Fast forward to 2010, the year the Arab Spring broke out with an uprising to oust a dictator in Tunisia, and nothing on a similar scale was shot at Ouarzazate between then and last year.
A major factor behind that, according to Moroccan film critic Adil Semmar, was the rising insurance costs caused by security problems in the region, notably after the Arab Spring uprisings.
“It has made the cost of filming in Morocco more expensive for big companies, so some films were shot in places like Israel and Spain instead,” Semmar said.
In an almost lunar landscape dotted with small oases, the imposing Tifoutout Studio, built by Italians in 1994, “is now a ruin,” says resident Said Soussou.
Robert M Young’s 1995 film “Solomon and Sheba” starring Halle Berry and Jimmy Smits was shot there, but the Italians then “sold it to our tribe when they left in 1997.
Because of the crisis of recent years, some parts are dilapidated,” says another commentator, Mohamed Hbibi.
“There are more crows here now than film-makers.”
With a decrepit wall as a backdrop, Soussou looks up at the ceiling of a half-destroyed dome that was used for David Betty’s TV movie “The Bible Project” in 2009.

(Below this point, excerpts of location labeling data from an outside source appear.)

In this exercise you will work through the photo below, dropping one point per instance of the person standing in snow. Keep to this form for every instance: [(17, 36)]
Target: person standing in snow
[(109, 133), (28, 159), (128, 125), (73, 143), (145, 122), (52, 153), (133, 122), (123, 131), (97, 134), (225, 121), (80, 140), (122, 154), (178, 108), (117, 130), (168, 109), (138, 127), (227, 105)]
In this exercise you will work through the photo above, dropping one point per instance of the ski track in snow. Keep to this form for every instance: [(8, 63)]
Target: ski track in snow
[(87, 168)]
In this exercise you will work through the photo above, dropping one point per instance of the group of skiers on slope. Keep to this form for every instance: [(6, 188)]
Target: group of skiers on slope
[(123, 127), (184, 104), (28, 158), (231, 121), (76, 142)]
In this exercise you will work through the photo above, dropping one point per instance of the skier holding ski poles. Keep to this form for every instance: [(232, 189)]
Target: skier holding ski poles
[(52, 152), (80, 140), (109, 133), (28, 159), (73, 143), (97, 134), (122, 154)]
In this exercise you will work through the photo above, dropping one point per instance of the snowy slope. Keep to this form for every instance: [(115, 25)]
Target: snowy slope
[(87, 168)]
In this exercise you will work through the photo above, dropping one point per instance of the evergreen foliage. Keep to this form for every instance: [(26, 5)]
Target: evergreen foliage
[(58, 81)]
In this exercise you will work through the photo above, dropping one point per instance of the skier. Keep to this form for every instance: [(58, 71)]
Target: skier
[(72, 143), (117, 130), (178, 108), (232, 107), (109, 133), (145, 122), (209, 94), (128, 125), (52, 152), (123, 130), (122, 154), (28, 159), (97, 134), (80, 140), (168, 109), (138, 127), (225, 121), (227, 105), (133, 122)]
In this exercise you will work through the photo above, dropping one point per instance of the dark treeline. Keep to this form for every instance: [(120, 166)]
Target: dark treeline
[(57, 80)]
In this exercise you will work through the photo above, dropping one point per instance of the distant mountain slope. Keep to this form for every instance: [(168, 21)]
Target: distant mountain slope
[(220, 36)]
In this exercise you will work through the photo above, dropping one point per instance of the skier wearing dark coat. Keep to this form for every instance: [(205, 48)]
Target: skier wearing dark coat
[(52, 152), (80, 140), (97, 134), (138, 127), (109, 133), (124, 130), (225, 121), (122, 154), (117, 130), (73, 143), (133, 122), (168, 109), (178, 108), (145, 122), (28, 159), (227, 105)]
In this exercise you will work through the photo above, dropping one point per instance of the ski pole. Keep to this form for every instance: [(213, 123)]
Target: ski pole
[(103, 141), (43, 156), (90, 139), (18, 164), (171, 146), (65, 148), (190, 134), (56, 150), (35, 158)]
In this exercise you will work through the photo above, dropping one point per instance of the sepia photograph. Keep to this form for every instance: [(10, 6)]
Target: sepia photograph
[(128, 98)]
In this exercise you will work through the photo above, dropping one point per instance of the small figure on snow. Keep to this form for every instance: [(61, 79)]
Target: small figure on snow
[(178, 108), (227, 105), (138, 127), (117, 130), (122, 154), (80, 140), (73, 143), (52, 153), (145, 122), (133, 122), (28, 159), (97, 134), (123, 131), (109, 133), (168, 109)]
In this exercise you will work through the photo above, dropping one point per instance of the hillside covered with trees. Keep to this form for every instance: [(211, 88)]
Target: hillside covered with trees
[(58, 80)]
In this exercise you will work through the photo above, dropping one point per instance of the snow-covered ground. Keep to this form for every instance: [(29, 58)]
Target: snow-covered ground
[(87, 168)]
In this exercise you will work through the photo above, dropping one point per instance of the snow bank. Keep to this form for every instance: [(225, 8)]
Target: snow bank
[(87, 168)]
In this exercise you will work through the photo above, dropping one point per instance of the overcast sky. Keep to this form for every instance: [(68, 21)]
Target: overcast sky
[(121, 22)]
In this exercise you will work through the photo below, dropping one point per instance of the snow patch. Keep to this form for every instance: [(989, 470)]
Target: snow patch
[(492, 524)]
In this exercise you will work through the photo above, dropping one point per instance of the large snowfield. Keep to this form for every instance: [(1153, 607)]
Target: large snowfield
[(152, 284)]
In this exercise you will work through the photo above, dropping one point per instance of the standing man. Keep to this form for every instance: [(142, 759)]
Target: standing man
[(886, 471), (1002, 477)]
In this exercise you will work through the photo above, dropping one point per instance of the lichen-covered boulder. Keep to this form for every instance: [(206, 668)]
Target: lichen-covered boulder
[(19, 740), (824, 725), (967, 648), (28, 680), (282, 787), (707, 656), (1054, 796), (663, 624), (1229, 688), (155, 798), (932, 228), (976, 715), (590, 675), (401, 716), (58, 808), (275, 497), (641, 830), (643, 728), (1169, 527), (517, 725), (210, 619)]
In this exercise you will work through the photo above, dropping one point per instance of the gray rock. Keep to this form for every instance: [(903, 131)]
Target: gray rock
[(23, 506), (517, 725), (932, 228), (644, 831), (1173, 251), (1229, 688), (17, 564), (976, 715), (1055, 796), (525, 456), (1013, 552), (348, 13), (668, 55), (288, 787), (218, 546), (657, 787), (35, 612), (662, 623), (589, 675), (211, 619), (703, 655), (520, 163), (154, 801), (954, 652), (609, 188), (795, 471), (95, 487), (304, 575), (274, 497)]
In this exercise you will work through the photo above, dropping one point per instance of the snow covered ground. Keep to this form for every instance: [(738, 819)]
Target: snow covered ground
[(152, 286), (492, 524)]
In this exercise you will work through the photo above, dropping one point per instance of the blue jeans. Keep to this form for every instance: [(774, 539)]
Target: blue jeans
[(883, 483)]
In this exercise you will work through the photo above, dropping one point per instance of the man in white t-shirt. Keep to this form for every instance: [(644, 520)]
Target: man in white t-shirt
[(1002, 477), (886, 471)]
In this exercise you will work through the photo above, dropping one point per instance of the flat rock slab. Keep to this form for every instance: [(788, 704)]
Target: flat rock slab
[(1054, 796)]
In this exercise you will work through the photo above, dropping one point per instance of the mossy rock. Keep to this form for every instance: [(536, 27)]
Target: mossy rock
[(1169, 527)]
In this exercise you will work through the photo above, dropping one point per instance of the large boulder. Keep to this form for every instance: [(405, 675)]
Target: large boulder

“Tifoutout can look like the architecture of ancient Jerusalem,” he says. “But there is little value in that any more.”
Diversity of locations
“Even when a film-making company does arrive, it fixes the bit it’s interested in, gives the tribe five or six hundred euros and then leaves again,” he says.
Most of the movie income has gone on “building a mosque and irrigation ditches.”
Ouarzazate’s fortunes contrast with the boom Morocco’s own, heavily state-funded movie industry is enjoying, with 22 feature films made in the past year, compared with around five a decade ago.
Celebrated recent productions include “God’s Horses” by the French director of Moroccan origin Nabil Ayouch, which won a prize at Cannes in 2012.
Another was “They are the Dogs” by director Hicham Lasri, which won a special jury prize for Arab features at the Dubai International Film Festival in December.
Like most Moroccan films, however, these are low-budget movies about the gritty realities of life in the North African country, with little need for expensive desert studios, says Semmar, the film critic.
Abderrahman Drissi, deputy president of the Ouarzazate Film Commission, grouping representatives of the Moroccan Cinema Centre and the tourism ministry, believes the authorities have a responsibility “to save this beautiful plateau.”
But he also remains optimistic about the future.
“The diversity of locations means it’s easy to sell to major producers,” he says.